Moktar Ould Diay, ministre Directeur de cabinet du président Ghazouani, ne laisse pas indifférent. Au sein de la majorité présidentielle, dans le camp de l’opposition et même dans les discussions de salon, l’on s’accorde à dire que, depuis l’arrivée de cet ancien ministre des Finances et ancien ministre de l’Economie sous Aziz, la présidence commence à bouger, comme pour prendre sur elle-même une partie de la charge qui pèse sur un gouvernement fortement remanié après les élections municipales, législatives et régionales de juin dernier.
L’homme de 49 ans, titulaire d’un diplôme d’Ingénieur (1997) de l’Institut national de statistique et d’économie appliquée (INSEA) de Rabat au Maroc, est considéré, à tort ou à raison, comme le « pendant » politique du rôle, plus technique, tenu par Moulaye Ould Mohamed Laghdaf, ancien Premier ministre d’Aziz, nommé par Ghazouani ministre Secrétaire général de la Présidence. Il arrive dans l’entourage immédiat du président de la République auréolé de son éclatant succès électoral à Nouakchott où le parti au pouvoir, El Insaf, a quasiment tout raflé : les neuf communes de la capitale, le Conseil régional et 7 députés sur 21. Le succès est d’autant plus important qu’Ould Diay a délesté les Islamistes de Tawassoul, deuxième force politique du pays, de leurs citadelles de la capitale Nouakchott, jusque-là imprenables, les communes d’Arafat et de Toujounine.

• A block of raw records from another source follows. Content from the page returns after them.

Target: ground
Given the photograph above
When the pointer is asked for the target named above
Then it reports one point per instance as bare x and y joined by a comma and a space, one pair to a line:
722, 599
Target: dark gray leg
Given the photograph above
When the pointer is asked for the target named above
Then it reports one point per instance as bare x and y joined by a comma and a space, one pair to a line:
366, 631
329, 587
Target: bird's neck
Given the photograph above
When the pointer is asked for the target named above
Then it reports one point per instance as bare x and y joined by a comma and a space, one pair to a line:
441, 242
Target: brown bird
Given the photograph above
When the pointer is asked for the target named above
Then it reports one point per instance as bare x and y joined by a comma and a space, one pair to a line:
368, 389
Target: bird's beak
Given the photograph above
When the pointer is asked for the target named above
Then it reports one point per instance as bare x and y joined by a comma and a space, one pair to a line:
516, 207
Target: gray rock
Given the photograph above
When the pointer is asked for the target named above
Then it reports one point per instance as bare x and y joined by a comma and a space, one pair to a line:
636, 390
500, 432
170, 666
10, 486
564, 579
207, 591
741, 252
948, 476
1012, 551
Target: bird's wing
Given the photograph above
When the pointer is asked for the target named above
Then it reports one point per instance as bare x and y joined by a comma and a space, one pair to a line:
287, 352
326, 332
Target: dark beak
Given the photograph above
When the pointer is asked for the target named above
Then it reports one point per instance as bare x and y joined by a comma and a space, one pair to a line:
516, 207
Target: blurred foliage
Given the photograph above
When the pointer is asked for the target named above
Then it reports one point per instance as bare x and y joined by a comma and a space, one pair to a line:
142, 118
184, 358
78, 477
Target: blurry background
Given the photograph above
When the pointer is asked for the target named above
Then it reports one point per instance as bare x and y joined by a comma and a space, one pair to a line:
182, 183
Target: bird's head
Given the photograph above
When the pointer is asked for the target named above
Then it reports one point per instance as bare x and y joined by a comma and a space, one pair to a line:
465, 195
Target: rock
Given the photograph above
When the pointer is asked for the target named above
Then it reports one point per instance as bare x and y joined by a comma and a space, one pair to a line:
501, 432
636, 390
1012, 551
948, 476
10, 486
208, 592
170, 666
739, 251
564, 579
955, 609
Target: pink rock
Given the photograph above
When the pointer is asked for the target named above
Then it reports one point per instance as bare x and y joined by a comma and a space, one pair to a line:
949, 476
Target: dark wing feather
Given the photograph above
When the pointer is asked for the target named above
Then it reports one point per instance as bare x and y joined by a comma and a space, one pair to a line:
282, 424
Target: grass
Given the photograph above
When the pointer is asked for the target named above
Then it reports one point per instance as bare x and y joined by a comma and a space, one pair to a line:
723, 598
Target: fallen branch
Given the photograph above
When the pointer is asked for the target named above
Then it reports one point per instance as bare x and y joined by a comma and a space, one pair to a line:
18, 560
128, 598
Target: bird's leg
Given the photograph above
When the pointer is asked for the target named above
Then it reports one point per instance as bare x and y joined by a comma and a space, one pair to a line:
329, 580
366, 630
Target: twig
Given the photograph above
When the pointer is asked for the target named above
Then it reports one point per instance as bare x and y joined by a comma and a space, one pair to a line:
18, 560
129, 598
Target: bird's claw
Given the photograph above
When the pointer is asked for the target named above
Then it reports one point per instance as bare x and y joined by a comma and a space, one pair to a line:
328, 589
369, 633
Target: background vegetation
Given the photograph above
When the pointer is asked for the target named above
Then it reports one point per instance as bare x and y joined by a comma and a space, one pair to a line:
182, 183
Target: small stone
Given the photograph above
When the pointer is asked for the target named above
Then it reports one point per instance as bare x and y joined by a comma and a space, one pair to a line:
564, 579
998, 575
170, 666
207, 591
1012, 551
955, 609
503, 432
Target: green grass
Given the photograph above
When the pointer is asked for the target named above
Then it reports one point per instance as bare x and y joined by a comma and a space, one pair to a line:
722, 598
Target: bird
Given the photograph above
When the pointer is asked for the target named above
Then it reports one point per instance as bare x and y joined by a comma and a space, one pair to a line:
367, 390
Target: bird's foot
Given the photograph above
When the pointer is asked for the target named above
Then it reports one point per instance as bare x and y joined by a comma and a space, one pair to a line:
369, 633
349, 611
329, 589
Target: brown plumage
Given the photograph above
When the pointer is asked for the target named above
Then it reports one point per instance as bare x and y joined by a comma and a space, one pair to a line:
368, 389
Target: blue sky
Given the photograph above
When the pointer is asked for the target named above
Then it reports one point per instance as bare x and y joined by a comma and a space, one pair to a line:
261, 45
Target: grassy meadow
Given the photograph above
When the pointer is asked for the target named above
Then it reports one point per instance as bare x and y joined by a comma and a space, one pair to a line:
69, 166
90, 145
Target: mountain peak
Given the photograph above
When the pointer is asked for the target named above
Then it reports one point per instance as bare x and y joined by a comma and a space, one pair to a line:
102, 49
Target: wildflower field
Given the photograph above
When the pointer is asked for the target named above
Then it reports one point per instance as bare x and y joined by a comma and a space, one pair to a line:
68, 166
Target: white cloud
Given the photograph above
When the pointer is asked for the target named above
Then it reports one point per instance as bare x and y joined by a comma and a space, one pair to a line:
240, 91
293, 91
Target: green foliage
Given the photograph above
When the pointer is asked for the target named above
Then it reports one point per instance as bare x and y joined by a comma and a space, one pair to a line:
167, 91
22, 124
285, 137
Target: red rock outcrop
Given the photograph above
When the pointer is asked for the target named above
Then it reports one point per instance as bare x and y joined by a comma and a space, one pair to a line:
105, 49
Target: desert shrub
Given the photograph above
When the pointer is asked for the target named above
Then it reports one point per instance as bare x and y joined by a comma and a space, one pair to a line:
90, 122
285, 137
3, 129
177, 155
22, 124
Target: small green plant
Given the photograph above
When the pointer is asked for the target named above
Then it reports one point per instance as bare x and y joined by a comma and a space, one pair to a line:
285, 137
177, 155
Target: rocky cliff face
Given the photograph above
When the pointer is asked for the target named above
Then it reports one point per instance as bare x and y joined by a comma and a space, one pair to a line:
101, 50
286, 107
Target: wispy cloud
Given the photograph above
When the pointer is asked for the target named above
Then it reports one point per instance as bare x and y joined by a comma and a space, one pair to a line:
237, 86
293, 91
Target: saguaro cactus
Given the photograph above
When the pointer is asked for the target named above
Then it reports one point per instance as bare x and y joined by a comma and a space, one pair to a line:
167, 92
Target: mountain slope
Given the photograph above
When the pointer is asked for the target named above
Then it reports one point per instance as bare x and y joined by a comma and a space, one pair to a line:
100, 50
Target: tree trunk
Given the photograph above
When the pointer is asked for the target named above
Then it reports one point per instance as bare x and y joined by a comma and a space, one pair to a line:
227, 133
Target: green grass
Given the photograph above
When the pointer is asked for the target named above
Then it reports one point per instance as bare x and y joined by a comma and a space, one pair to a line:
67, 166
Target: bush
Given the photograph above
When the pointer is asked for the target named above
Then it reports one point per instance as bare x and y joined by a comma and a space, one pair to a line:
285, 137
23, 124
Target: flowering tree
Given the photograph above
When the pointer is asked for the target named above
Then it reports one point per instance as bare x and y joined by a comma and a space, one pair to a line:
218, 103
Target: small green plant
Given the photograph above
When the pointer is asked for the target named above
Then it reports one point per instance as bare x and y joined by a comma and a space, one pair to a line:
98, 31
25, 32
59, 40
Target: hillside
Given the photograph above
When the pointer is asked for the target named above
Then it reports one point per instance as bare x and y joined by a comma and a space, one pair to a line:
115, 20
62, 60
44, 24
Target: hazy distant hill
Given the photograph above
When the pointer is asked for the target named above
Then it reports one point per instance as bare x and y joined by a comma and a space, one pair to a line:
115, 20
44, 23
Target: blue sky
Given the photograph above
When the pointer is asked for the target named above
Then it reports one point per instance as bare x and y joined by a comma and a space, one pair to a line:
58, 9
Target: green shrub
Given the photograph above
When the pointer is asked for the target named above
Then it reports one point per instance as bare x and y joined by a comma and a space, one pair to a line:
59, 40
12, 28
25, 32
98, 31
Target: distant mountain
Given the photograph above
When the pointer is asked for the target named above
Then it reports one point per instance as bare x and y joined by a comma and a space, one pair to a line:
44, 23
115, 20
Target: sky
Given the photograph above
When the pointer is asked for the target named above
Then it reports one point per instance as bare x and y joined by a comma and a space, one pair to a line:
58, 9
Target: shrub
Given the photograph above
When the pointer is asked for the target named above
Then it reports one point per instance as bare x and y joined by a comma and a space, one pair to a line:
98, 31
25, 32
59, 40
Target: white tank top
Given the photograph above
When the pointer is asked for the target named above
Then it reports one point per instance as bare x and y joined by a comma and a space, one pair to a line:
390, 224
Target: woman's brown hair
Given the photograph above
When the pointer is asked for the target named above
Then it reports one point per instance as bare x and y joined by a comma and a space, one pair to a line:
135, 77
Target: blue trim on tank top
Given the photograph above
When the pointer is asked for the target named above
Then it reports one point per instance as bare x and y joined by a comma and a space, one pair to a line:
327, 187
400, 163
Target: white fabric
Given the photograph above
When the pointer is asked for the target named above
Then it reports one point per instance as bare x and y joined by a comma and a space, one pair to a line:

Ce succès politique a remis dans les mémoires le travail abattu par Ould Diay à la Direction générale des Impôts où il avait réussi, pour la première fois, à faire rendre gorge à des hommes d’affaires réputés « intouchables », et au ministère des Finances où les réformes engagées, quoique impopulaires, avaient permis à l’Etat de ressembler à quelque chose, même si le pays continue encore à souffrir des aléas d’une mal gestion endémique.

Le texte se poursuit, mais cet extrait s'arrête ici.